When the IBRC (previously Anglo) was liquidated its depositors received EUR 36 million under the DGS; bondholders received €934 million and deposit holders received €138.3 million under the ELG scheme. (The ELG has since compensated the deposit holders of three credit unions). (These figures are from a 2015 report on the ELGS by the Department of Finance.) So we are talking of in excess of EUR 1 billion in compensation payments, which is a lot less than EUR 41.7 billion, and which was made by the State.
That is a very narrow interpretation of Brendan's point. The DGS and ELG compo payments are a small part of this. For example, Anglo transferred €9bn of deposits to AIB. That would not have been possible without the bail out of Anglo.
 

Purple

Frequent Poster
Messages
9,061
That raises a fascinating question. How much did Ireland inc. lose as a result of the binge?
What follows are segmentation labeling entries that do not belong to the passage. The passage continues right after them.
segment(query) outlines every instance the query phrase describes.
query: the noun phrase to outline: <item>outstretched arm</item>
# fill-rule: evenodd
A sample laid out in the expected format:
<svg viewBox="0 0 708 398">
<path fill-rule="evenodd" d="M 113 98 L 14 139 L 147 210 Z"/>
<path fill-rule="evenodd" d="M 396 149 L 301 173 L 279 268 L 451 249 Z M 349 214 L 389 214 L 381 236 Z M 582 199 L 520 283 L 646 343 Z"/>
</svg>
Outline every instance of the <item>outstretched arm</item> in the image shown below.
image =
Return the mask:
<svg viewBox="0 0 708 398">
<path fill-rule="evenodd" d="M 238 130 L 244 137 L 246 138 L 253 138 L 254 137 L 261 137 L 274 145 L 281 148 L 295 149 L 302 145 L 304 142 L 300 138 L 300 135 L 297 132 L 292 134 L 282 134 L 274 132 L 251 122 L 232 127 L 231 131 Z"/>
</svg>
I suggest next to nothing. Foreign bondholders merely got their money back. Depositors got their money back. But Ireland inc. does currently have on its balance sheet a liability of €41.7bn arising from the binge. So following good old double entry principles where are the Debit entries? A substantial amount of assets have been transferred to the lucky so and so's who got unbelievable prices for their land and properties during the binge. They were allowed to hold onto these windfalls. We have a sacred cow in our tax system that there can be no retrospective taxation but given this unprecedented crisis a good case could have been made to levy a 80% retrospective binge tax on property gains since 2000.
But these weren't the only binge beneficiaries. The economy was apparently flying, taxes were cut, State pensions were doubled, social partners milked the system, bonuses and pay rises were aplenty (not just for bankers). But it was mostly an illusion - as Henda reminded us, we all binged to some degree. So some of that €41.7bn has been spent on foreign imports which we could not afford but some has finished up in peoples savings from windfall incomes and low taxes that were not warranted.
So folks this €41.7bn hole should be looked at as a massive transfer from current and future generations to the bingers of the early naughties (sic).
On the bright side we do have a fantastic motorway system, so whilst it might be argued that we couldn't afford it, it is an invisible entry on the Debit ledger.
We bailed out the Depositors and the Bondholders. Banks are just infrastructure through which the money flows but they were always dealing with other people's money. Those other people are the Depositors and the Bondholders (pension funds etc). Ironically they were mostly of the same generation who splurged in the early naughties (and are now retired, drawing the pensions which were bailed out).
Basically the generation who had the money, made the investments, ran the country, ran the banks, ran the investment funds, ran everything and ran them all into the ground are the people who were actually bailed out.
The young people who can't afford a house and won't have a pension, along with the kids in school now and their kids will pay for it.
 

Duke of Marmalade

Frequent Poster
Messages
2,420
We bailed out the Depositors and the Bondholders.
Whatever about bondholders, society had a moral duty to bail out depositors. Any argument that depositors knowingly were risk takers is. in the words of the great classical scholar, humbug. That goes for those depositors who went for the higher rates paid by Fingers and Drummer.
Nut it wasn't moral imperative that bailed out depositors. If we had allowed the banking system simply to collapse we would have been blasted back to the Stone Age, and no way would we be where we are today.